Storing and maintaining the mountains of scientific data Australia’s Antarctic researchers generate is not a job for the faint-hearted. But keeping tabs on each and every piece of information while making it accessible to the public is the challenge the Australian Antarctic Division (AAD) Data Centre’s database management team has undertaken.
The aim of the data centre division is to fulfil the AAD’s obligation to the Australian Antarctic Treaty, which specifies that all scientific information collected from the region be made publicly available.
Underpinning this need is an online central repository database system for all its collective information. Based on Oracle’s database suite, the repository sits on a Sun Microsystems server, running on Solaris 8. In all, the database holds about 0.5TB of data, all stored in-house.
AAD data centre manager Lee Belbin said that, when the central database system was being set up some years ago, an Oracle database was selected on three key factors: stability, usability and interoperability. It was at the time the only product on the market with an effective Web-based design, he said. At that stage, according to AAD applications programmer/database management Kirk Mower, users had to connect to each AAD database separately via a Telnet connection and text-based interface.
The team's decision to base selection on stability and interoperability has borne fruit and there are now some 30 databases covering a plethora of scientific and geographic subjects, including flora and fauna species, marine science, biodiversity, weather and geographic information systems.

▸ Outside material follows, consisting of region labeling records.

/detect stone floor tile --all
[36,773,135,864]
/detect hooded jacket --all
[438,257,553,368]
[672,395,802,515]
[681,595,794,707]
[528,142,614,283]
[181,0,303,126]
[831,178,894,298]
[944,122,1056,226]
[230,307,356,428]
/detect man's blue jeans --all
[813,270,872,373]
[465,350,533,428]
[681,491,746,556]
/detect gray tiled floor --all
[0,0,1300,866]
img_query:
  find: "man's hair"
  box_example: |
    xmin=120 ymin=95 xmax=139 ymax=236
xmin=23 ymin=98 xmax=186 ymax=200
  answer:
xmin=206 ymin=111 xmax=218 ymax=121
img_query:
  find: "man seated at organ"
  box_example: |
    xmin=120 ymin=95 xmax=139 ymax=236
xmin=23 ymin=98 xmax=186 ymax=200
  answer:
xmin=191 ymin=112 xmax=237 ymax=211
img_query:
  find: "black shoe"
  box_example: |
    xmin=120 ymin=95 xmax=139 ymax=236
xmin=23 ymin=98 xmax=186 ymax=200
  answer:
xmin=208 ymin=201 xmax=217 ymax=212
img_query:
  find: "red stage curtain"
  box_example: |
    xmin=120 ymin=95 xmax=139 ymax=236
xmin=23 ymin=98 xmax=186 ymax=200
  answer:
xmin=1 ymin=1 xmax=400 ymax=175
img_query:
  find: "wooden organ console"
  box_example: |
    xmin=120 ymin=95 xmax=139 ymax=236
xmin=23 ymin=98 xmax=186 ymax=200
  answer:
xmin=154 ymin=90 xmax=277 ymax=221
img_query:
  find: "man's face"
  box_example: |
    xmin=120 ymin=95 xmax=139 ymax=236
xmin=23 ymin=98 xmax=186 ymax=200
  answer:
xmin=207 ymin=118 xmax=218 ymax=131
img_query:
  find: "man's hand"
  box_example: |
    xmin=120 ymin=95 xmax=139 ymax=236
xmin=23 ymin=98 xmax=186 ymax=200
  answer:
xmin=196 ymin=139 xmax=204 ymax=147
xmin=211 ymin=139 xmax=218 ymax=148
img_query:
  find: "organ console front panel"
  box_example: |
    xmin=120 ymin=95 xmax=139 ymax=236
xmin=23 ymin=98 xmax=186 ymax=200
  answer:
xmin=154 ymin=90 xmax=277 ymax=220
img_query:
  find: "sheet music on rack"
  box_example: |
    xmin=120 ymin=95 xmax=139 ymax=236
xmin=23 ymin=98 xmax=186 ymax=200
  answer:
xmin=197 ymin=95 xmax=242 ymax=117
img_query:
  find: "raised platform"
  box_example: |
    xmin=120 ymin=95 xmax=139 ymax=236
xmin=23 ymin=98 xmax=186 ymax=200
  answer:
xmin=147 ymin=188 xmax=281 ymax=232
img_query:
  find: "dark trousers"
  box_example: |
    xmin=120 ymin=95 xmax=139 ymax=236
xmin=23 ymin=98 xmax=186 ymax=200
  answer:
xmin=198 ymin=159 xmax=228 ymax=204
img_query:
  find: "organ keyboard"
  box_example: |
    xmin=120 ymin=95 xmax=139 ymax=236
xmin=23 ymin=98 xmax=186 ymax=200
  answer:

While most of the data is from Australian researchers or expeditions, a small proportion comes from international sources.
With the central database, almost all of the information is accessible via the Web, Mower said.
“This means that remote users can query data, as well as international users.”
Belbin said this was particularly important in providing real-time, 24/7 access to AAD’s international users.
In addition, other top international data centres use Oracle, he said, and being able to communicate and collaborate with them was a key reason for choosing the proprietary database over freeware solutions.
The data centre’s database strategy has four parts: metadata, data, linkages and analysis, Belbin said.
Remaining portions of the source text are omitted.